Отлучался я с передовой за эти месяцы во второй раз. Первый раз был на совещании у комдива. Иду. День солнечный, теплый. Благодать. А на душе все равно тревога: вдруг противник начнет атаку и постричься не успею? А оброс уже дико. Не идет из головы шутка, которой сопроводил меня Анисимов:

– Вот ты уходишь, а чем черт не шутит: нагрянут на нас немцы, а тебя нет! Наскочишь на заградотряд, подумают: сбежал, струсил. Хоть пулям навстречу, но беги к нам. Только к нам! Смотри же!

Я, правда, ответил, что пока судьба удачами меня не обходила, надеюсь, и на этот раз не обойдет. Но на душе все равно было нехорошо.

В хозяйственном взводе меня все знали. С ходу дали мне ведро горячей воды, и я выстирал гимнастерку, брюки и пилотку, тоже пропитанную потом и грязью. Выстирал и нижнее белье. Все развесил на кустах и в ожидании, когда одежда моя высохнет, голышом улегся на траве. Неожиданно послышались два выстрела немецкой пушки. Снаряды упали где-то в расположении нашего батальона. Это меня насторожило. Я встал. Может, натянуть на себя все мокрое и бежать к своим?.. К счастью, новых выстрелов с немецкой стороны не последовало, и я снова лег на траву. Вскоре белье мое высохло, я оделся и не узнаю себя: все на мне чистенькое, свеженькое. Если б еще погладить… Но тут уж, как говорится, не до жиру… Тем более что через час я снова буду в грязных окопах. Только и удовольствия, пока иду до передовой… Скоро наступила ночь, а в августе ночи темные. Немцы свой передний край освещают ракетами: «повесят» одну, и, пока она горит, светло и над нашим передним краем. Сгорит, «вешают» другую. У нас таких осветительных ракет не было.
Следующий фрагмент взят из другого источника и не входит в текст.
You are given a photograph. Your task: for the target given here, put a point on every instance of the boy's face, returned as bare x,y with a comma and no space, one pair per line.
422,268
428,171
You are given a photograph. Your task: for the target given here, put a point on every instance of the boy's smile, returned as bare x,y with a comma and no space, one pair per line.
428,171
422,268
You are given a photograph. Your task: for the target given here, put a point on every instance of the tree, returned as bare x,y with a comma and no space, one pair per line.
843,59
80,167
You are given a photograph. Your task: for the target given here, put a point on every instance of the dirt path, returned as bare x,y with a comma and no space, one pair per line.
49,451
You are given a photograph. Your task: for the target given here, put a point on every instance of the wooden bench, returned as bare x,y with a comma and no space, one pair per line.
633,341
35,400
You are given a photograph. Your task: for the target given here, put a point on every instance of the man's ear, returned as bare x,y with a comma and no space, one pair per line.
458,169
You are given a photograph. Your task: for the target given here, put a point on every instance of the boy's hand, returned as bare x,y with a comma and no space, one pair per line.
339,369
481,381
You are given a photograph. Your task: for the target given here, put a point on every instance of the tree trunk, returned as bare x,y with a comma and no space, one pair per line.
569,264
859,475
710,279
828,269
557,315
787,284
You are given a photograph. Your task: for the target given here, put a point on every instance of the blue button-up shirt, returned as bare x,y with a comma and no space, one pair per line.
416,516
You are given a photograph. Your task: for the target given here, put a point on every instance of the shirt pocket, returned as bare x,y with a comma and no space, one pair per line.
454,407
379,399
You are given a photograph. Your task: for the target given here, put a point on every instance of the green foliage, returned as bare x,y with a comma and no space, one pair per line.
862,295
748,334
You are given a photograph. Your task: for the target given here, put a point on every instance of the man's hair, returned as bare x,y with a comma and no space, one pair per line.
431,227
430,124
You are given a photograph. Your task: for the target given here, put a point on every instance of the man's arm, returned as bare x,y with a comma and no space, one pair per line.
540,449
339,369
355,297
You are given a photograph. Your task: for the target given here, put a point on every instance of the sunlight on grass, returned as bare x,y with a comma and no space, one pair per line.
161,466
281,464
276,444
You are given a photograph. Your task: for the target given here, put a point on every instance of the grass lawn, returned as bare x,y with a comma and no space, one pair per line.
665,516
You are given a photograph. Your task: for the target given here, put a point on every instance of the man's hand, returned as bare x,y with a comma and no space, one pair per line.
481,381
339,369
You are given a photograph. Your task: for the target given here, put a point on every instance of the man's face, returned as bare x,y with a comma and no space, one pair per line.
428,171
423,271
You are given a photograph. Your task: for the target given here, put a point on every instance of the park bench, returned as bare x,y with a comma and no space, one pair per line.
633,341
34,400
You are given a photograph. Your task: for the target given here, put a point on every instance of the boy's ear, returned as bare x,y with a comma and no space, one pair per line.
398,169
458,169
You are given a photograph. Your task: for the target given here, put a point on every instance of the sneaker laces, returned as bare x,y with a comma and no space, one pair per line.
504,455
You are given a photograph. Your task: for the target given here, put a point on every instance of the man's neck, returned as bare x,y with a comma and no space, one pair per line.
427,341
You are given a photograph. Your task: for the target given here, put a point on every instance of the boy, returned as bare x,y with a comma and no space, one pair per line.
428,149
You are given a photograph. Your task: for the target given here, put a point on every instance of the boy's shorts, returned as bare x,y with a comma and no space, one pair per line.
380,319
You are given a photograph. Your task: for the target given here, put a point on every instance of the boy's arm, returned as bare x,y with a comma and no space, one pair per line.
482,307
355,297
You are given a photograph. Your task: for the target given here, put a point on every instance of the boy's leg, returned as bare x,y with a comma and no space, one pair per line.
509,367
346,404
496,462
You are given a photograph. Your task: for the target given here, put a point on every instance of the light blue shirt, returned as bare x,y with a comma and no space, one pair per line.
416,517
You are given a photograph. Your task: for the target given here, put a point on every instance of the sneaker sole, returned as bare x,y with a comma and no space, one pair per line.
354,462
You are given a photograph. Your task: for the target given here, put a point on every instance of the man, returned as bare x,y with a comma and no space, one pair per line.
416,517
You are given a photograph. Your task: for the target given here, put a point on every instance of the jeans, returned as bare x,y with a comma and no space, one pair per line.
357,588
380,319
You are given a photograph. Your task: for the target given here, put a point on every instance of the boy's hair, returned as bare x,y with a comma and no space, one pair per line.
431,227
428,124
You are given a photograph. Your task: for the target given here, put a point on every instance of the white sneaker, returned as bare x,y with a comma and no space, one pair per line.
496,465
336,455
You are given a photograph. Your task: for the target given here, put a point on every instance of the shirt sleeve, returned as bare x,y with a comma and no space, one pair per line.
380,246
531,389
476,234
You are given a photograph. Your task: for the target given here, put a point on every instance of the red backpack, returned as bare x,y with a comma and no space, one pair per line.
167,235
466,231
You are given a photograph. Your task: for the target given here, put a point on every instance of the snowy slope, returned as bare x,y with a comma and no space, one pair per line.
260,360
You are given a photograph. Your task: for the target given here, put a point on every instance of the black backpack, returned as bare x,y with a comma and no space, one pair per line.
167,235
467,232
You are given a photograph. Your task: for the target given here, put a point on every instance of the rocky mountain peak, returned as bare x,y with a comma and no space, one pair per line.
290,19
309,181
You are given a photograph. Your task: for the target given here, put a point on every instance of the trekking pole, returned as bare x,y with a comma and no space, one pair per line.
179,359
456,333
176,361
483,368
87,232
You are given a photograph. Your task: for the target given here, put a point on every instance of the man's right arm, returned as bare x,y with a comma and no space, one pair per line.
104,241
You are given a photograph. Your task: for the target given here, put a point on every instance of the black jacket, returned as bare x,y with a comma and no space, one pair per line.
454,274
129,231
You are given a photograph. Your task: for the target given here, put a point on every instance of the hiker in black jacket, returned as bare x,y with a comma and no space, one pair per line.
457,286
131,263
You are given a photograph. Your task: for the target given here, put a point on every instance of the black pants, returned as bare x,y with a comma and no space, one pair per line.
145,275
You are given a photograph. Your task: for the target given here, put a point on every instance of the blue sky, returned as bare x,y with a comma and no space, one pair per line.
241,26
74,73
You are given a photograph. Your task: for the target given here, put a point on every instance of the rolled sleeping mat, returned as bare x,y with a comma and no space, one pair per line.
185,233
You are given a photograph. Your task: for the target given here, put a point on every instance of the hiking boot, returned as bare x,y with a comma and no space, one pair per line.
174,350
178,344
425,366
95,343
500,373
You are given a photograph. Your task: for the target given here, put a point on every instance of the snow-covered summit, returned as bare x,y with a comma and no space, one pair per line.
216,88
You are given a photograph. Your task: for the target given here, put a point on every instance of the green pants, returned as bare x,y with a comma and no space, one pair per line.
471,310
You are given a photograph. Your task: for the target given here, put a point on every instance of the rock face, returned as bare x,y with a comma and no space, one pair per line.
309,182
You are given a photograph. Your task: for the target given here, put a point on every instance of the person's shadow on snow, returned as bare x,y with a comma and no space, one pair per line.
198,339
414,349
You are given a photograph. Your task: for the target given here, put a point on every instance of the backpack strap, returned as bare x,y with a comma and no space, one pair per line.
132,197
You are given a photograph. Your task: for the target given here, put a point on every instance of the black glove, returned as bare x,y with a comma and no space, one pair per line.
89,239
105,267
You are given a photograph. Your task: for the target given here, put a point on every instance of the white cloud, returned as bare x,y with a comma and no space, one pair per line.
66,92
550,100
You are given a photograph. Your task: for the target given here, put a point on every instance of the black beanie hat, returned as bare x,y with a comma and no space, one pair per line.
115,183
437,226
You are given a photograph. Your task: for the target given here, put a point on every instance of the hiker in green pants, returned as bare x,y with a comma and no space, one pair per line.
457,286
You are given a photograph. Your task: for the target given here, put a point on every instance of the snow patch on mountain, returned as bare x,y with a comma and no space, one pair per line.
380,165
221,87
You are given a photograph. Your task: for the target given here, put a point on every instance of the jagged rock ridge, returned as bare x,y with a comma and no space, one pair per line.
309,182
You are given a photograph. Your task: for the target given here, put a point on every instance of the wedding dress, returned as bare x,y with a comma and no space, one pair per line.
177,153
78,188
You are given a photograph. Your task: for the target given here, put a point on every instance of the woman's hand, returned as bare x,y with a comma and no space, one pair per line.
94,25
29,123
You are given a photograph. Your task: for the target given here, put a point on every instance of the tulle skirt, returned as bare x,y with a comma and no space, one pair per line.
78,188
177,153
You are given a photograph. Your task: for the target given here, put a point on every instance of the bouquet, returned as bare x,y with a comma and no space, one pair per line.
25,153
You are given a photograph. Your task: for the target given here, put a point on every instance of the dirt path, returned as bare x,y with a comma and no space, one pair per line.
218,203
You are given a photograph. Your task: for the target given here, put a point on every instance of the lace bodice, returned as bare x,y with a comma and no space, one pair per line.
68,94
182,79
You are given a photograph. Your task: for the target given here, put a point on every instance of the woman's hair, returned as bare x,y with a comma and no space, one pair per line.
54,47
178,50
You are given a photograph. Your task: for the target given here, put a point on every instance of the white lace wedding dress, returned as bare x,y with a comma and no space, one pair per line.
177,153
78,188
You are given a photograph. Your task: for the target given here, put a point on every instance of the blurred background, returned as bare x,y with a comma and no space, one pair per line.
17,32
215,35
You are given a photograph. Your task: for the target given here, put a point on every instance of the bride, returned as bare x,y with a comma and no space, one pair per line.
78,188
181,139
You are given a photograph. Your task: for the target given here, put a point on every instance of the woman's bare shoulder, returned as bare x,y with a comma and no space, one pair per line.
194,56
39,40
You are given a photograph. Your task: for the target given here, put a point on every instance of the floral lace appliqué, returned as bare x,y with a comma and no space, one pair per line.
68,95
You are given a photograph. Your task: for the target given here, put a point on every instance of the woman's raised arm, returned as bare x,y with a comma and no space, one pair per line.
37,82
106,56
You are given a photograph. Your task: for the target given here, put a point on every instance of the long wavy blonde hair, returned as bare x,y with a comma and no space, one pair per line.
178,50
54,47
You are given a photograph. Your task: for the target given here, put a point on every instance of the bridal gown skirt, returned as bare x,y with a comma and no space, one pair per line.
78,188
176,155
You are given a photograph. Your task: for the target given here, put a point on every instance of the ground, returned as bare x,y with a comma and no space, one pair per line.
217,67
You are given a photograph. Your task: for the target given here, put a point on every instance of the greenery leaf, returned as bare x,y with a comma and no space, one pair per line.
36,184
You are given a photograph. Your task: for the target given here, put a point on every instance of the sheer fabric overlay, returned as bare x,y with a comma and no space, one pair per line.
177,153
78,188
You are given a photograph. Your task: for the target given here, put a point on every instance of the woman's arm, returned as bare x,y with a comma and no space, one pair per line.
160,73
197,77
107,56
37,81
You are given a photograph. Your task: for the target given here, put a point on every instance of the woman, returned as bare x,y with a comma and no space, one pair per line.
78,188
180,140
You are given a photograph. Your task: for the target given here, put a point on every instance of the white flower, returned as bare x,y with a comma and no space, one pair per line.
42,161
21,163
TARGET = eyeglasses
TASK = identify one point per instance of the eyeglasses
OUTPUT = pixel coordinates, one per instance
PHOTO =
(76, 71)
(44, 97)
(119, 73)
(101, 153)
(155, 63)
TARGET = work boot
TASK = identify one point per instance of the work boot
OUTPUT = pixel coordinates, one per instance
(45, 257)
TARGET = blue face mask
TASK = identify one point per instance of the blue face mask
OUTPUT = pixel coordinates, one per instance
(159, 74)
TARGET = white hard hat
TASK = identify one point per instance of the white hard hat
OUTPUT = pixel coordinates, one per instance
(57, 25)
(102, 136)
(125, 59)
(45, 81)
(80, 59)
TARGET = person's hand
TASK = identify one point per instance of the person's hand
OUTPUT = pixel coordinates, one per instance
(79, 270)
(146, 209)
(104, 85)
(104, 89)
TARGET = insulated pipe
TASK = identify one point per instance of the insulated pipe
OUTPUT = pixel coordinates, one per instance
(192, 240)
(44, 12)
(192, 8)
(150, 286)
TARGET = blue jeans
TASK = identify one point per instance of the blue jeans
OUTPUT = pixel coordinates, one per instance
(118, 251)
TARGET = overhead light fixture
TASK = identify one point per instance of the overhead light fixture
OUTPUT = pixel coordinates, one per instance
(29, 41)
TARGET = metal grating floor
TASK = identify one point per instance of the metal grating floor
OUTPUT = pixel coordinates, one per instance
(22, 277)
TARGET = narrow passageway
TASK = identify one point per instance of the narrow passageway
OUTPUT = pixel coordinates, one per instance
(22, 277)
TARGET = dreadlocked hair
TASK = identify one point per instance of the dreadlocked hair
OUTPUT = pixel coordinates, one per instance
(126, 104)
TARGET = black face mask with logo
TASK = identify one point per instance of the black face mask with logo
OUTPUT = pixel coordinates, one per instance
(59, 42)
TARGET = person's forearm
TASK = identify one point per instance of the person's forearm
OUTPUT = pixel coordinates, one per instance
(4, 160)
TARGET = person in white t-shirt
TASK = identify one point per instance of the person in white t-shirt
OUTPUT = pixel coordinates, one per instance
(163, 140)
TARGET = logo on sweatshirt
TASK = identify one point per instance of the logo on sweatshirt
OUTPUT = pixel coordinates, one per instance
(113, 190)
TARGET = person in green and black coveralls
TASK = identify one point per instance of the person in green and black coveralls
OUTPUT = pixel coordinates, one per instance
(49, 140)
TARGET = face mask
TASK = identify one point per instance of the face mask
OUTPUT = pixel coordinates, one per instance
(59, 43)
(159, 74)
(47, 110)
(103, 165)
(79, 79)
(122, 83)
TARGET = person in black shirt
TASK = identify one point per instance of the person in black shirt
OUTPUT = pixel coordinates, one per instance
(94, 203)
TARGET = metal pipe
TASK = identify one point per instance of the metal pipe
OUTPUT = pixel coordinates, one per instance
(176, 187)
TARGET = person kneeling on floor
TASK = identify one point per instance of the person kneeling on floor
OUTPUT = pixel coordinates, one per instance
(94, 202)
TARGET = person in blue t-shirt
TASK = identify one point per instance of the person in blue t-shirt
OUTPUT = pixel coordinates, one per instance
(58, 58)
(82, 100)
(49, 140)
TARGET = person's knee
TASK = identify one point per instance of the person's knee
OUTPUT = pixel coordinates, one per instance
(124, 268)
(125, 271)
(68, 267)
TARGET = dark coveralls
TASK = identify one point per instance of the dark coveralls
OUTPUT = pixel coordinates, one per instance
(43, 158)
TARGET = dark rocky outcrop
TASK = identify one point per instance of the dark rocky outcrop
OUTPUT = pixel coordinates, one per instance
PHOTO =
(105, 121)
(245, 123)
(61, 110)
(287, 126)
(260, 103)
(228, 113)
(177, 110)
Всю ту ночь я провел с Таракановым. Не раз прошлись мы с ним по переднему краю всей роты. В минуты, когда вспыхивала ракета, мы ложились.

Ложиться в только что выстиранной гимнастерке не очень хотелось, но… делать нечего: жизнь дороже. Так всю ночь мы то падали, то вставали, но все пулеметные гнезда обошли. Утром перед завтраком встретил меня командир роты противотанковых ружей лейтенант Сторожук и спрашивает:

– Встречал ночью комиссара полка?

– Комиссара полка? Нет, – говорю, – не встречал.

– А он был здесь. В твоей роте одного солдата спящим на посту застал. Ругал его!

– Игнатьев, – сразу догадался я. – Это он, стервец, на ходу спит! Ну что за солдат!

Гневу моему не было предела: он спит, а ты отвечай за него. Да перед кем? Перед самим комиссаром полка! Вижу, Сторожук сочувствует мне, а мне от этого сочувствия еще больнее на душе. И чтоб хоть немного успокоиться, поделиться своей бедой, пошел искать Тараканова. Был уверен, что он на нашем КП. Иду, досадую. И вдруг слышу голос посыльного из штаба батальона:

– Заботин! Срочно к комиссару батальона!

«Ну, все, закрутилось! – думаю. – Сейчас из-за этого несчастного Игнатьева получу нотацию от комиссара Гришина. А потом и комиссар полка за меня возьмется. Красней перед ним, ищи слова оправдания».

Пришел к комиссару Гришину. Доложился, как положено, стараясь сохранить спокойствие. А Гришин окинул меня взглядом и без всяких предисловий говорит:

– Вот что, Заботин. Иди сейчас в свою роту, сдай старшине оружие, забери свои вещи и иди к комиссару полка.

У меня и ноги подкосились, и лицо, видимо, побледнело. Заметив это, комиссар улыбнулся:

– Не пугайся: он посылает тебя на учебу. Говорит, комиссар из тебя будет отличный. Понравился ты ему: уж больно здорово выступал! Счастливо! Езжай, учись!

Итак, вместо нагоняя столь неожиданная радость. Еду в тыл. Буду учиться…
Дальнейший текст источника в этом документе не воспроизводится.